Have you heard about over- accumulation pet disease? You probably haven’t.

This is a problem especially happening in big cities that even veterinarians cannot put into words or speak about it in order to avoid getting extremely reaction from animal-lovers. An animal hoarder is someone who has a large number of animals at home, in which animals usually tend to be sick and dirty that you can even find dead animals around the hoarder’s house.

There is a thin line between becoming an animal lover and an animal torturer.

But there are also sensitive animal-lovers who could take care of 20-30 animals at once, while also providing better life conditions for them, right? Although these people may think this as something they are doing this for the animals’ sake and goodness, it is not the case. So many animals living together in small houses can affect their health, both physically and psychologically. Especially cats and dogs are very active animals and cannot satisfy their activeness in a crowded environment; additionally many health problems, including cardiovascular disease and behavioral problems, can occur.

Collecting a large number of animals at home is not a sign of responsibility.

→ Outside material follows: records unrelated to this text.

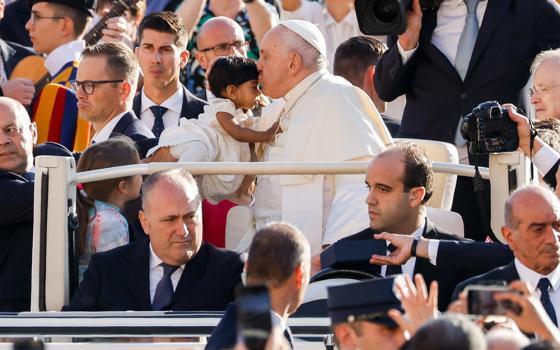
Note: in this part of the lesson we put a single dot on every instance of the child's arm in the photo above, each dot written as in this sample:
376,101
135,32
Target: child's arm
242,134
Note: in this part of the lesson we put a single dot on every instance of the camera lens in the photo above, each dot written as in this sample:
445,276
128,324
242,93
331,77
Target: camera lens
386,10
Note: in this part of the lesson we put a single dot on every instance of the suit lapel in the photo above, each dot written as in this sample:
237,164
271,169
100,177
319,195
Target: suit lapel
495,12
429,24
137,274
194,270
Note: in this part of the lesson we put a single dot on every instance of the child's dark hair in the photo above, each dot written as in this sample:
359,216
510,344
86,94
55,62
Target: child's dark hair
231,70
116,151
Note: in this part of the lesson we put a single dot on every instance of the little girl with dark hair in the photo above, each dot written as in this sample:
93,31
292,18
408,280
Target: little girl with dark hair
224,131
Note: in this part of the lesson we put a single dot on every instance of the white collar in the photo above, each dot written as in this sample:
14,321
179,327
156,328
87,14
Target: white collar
63,54
155,261
533,277
105,132
298,90
173,103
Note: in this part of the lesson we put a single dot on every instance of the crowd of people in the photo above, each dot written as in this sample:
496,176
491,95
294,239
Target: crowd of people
287,81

Individuals with such a psychic disorder may think as they are providing the perfect care for their pets although their animals may be in an unhealthy environment, dirty and about to die. Whenever they see a sick or wounded animal, they immediately want to grab them and take home because in their opinion only they can take the best care of them. The contact and the communication between this person and the pets later influence the person’s communication with the external world and one day these people recede away from the reality; consequently, these people close themselves to the external world.

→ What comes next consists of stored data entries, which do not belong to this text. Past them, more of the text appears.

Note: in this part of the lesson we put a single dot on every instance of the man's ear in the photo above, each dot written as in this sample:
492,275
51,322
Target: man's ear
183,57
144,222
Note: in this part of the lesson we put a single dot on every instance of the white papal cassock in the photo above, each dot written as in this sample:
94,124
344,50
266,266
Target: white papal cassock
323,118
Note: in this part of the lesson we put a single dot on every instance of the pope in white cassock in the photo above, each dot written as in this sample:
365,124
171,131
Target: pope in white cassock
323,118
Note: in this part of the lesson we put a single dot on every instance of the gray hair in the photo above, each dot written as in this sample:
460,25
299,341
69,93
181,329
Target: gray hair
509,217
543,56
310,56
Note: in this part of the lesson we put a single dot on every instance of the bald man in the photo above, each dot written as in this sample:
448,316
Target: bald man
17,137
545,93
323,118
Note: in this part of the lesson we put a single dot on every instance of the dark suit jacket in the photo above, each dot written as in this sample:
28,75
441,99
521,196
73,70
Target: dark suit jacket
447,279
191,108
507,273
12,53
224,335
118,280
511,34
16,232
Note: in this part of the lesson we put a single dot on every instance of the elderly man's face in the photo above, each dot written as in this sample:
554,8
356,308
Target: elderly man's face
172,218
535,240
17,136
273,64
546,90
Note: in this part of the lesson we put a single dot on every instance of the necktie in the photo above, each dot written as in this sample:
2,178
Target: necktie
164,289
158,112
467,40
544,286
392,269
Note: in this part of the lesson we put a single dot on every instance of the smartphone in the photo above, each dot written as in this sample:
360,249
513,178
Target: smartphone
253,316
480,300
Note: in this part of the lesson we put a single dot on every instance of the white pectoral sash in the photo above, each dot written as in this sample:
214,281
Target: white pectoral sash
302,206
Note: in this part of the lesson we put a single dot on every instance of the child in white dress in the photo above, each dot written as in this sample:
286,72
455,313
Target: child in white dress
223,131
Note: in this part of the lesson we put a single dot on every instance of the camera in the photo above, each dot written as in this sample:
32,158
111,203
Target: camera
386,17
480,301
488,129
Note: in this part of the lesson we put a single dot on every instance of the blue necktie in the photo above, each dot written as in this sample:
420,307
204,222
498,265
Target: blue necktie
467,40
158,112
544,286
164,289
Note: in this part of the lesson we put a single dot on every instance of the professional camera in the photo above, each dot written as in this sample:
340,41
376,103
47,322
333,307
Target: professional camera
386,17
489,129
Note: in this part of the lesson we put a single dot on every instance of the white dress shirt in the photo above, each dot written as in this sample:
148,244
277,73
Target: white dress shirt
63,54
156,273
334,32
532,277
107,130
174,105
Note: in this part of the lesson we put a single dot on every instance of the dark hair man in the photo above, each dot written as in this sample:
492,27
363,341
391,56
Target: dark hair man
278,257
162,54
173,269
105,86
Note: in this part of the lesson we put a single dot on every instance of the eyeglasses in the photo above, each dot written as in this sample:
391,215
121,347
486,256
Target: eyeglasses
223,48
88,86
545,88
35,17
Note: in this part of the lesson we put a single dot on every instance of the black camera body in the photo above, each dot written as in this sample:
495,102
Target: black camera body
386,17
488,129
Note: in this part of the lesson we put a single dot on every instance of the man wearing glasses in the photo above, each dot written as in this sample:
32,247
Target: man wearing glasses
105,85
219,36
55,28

It has been considered as a psychiatric disorder.

There has been very little research done on animal hoarding, however, we should be aware that it has been identified as a psychological discomfort.

The general category of hoarding was included to the Diagnostic and Statistical Manual of Mental Disorders in 2013, and animal hoarding also takes part in it. This means that animal hoarding is now considered a psychiatric disorder. If you ask a veterinarian, too, they will see this as a torture to animals and a psychological discomfort for the individual.

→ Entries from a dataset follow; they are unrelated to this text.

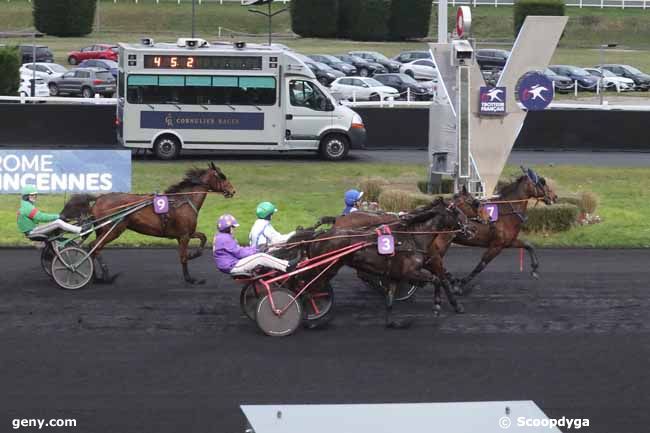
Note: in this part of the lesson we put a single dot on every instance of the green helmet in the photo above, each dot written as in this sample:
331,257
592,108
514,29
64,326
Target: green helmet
265,209
28,189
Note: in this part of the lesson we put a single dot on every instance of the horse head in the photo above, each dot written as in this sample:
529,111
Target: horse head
537,187
217,181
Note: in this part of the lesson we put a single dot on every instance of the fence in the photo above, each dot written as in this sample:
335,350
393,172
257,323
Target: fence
602,4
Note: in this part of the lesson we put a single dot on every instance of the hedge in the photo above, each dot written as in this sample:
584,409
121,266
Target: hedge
315,18
523,8
9,70
409,19
64,17
554,218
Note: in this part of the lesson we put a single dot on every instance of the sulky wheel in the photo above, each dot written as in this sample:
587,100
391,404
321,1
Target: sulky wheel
282,322
47,255
75,271
317,303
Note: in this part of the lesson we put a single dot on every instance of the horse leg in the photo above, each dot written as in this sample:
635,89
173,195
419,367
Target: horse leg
534,261
199,250
490,254
101,240
183,242
390,300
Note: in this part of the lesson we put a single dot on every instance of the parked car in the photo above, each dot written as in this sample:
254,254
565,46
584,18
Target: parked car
25,88
561,83
364,67
611,80
43,54
641,79
584,79
324,74
492,59
376,57
334,63
46,71
85,82
422,69
362,88
404,83
97,51
109,65
409,56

In these times where people are getting away from nature and from each other, they seek to find the solution in taking care of animals. If you look at a person who has a large number of animals at their house, you will see that this person is probably isolated, does not like other people, is abandoned, feel alone and has got attachment problems.

Dr. Randall Lockwood, a member of the American Society for the Prevention of Cruelty to Animals (ASPCA) and the senior vice president of their Forensic Sciences and Anti-Projects also agrees with this:

“In the past it has been seen as an addictive behavior, and as a manifestation of OCD. We’re also now seeing it as an attachment disorder where people have an impaired ability to form relationships with other people and animals fill that void.”

We do not say ‘do not love animals’ or ‘do not look after them’. We are just saying that there is no connection between love of animals and taking care of more than 20 animals at home.

If you really love animals and think about their goodness,  we are suggesting you take care and look after a number of animals only as much as you can, or, at least to put a plate of water and food in front of your door for street animals.